Data quality findings:

No missing values — the dataset is complete across all 8 variables.
Extreme-volume outliers exist (e.g. single deals of USD 4 million) but are legitimate large institutional trades and have been retained.
Three currencies are present: USD (~96%), EUR (~3%), and GBP (~1%).

5. Data Visualisation

Code

fx_usd <- fx |> dplyr::filter(currency == "USD")
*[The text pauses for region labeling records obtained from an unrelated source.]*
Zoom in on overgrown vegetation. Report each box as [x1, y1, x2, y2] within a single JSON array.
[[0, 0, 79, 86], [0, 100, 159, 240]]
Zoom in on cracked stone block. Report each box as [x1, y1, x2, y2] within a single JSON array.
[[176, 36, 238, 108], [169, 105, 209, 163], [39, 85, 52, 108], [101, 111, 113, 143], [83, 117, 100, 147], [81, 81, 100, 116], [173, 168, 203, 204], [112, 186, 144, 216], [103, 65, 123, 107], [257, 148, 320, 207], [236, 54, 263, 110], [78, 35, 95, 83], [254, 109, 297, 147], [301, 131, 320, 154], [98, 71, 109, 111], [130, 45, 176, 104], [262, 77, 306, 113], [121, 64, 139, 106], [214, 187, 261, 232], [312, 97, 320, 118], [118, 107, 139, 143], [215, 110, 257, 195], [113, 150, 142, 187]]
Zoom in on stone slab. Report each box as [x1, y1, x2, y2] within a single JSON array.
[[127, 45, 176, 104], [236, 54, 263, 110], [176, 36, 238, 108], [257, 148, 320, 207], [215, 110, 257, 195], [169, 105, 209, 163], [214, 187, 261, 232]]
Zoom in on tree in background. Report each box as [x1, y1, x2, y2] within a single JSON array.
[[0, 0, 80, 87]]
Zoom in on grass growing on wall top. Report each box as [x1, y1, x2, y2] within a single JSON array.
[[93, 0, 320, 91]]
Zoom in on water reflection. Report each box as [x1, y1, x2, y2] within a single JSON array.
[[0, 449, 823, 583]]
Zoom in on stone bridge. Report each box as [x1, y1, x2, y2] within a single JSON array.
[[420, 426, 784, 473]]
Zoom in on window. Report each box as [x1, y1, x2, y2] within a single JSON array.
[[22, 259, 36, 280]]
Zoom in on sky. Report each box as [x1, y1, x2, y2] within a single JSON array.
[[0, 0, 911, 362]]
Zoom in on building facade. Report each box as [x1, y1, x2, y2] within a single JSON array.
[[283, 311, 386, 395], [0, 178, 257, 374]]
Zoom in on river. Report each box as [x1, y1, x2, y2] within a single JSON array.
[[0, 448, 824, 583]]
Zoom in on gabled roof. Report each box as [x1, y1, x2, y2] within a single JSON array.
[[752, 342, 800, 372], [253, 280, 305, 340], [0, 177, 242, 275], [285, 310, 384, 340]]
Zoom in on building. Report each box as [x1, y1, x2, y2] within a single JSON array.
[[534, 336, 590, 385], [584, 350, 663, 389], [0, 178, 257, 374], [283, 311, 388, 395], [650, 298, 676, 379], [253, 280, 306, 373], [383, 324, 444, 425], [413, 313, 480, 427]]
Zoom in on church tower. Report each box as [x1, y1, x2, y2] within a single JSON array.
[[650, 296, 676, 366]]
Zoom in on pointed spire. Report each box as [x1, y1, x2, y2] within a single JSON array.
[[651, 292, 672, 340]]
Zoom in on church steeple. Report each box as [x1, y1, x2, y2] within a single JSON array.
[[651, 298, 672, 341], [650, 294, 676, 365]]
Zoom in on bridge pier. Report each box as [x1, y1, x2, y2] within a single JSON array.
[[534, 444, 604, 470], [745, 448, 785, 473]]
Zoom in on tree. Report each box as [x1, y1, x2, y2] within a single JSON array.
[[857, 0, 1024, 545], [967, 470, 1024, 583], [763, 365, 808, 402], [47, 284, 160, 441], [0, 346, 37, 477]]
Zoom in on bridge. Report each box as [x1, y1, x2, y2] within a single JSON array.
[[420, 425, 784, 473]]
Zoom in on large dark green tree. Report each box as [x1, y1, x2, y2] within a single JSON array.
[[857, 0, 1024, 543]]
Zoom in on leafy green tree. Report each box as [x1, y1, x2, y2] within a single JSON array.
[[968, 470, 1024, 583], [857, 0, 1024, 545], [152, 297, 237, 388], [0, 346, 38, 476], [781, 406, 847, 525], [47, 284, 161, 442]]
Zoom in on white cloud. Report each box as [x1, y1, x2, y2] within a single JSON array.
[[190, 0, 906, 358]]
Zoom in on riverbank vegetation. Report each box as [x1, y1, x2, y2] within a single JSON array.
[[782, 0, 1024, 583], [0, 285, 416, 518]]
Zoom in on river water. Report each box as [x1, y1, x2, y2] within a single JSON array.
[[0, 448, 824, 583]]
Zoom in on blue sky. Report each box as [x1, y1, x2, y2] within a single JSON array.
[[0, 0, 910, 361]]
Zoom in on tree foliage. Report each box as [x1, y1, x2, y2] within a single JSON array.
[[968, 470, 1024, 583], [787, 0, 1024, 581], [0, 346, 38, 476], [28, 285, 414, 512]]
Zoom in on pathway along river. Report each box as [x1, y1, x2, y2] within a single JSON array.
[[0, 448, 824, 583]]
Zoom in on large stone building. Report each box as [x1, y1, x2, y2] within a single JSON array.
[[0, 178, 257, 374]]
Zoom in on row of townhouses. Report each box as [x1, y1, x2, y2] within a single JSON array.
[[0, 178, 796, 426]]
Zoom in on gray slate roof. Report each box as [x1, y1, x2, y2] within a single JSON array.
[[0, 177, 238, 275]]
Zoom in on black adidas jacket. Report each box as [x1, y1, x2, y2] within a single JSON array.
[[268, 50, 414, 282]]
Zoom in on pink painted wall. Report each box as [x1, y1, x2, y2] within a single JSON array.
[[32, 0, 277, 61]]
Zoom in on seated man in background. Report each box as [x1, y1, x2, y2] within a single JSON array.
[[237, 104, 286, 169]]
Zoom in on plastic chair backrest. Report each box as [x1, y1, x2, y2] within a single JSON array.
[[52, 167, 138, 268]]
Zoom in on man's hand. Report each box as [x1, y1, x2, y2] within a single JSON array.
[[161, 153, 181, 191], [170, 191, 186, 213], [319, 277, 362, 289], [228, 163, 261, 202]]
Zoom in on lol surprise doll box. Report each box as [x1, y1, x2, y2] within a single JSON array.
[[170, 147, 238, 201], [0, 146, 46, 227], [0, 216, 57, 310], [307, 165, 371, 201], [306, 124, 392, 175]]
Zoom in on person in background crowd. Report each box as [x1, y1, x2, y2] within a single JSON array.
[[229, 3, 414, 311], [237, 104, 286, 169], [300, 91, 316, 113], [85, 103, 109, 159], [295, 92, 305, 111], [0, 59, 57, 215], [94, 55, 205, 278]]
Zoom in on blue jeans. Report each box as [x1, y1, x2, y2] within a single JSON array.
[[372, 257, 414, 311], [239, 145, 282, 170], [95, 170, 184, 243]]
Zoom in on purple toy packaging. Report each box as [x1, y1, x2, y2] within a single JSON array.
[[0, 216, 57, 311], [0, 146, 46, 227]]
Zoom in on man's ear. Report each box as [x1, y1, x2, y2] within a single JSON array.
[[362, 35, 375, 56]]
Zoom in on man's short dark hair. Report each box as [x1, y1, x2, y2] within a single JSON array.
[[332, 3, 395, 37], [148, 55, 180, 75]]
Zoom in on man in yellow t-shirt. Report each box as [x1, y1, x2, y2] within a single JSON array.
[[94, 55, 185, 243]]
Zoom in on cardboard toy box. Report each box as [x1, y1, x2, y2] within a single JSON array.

ggplot(fx_usd, aes(x = volume_foreign)) +
  geom_histogram(aes(fill = transaction_type), bins = 40,
                 alpha = 0.8, position = "identity") +
  scale_x_log10(labels = label_comma()) +
  scale_fill_manual(values = c("Buy" = "#2196F3", "Sell" = "#FF5722")) +
  labs(
    title    = "USD Deal Volume Distribution (log scale)",
    subtitle = "Most deals cluster between USD 10,000 and USD 500,000",
    x = "Deal Volume (USD, log scale)", y = "Count", fill = "Type"
  ) +
  theme_minimal(base_size = 13)

Code

ggplot(fx_usd, aes(x = customer_type, y = volume_foreign, fill = customer_type)) +
  geom_boxplot(outlier.shape = 21, outlier.size = 2, alpha = 0.75) +
  geom_jitter(width = 0.15, alpha = 0.3, size = 1.2) +
  scale_y_log10(labels = label_comma()) +
  scale_fill_brewer(palette = "Set2") +
  labs(
    title    = "USD Deal Volume by Customer Channel",
    subtitle = "Broker channel drives the largest individual deal sizes",
    x = "Customer Channel", y = "Volume (USD, log scale)"
  ) +
  theme_minimal(base_size = 13) +
  theme(legend.position = "none")

Code

fx_usd |>
  dplyr::group_by(transaction_date, transaction_type) |>
  dplyr::summarise(avg_rate = mean(exchange_rate), .groups = "drop") |>
  ggplot(aes(x = transaction_date, y = avg_rate,
             colour = transaction_type, group = transaction_type)) +
  geom_line(linewidth = 1) +
  geom_point(size = 2, alpha = 0.7) +
  scale_colour_manual(values = c("Buy" = "#2196F3", "Sell" = "#FF5722")) +
  scale_x_date(date_labels = "%d %b", date_breaks = "1 week") +
  labs(
    title    = "Daily Average USD/NGN Exchange Rate",
    subtitle = "Sell rates consistently exceed Buy rates — the firm's spread is visible",
    x = NULL, y = "NGN per USD", colour = "Type"
  ) +
  theme_minimal(base_size = 13) +
  theme(axis.text.x = element_text(angle = 30, hjust = 1))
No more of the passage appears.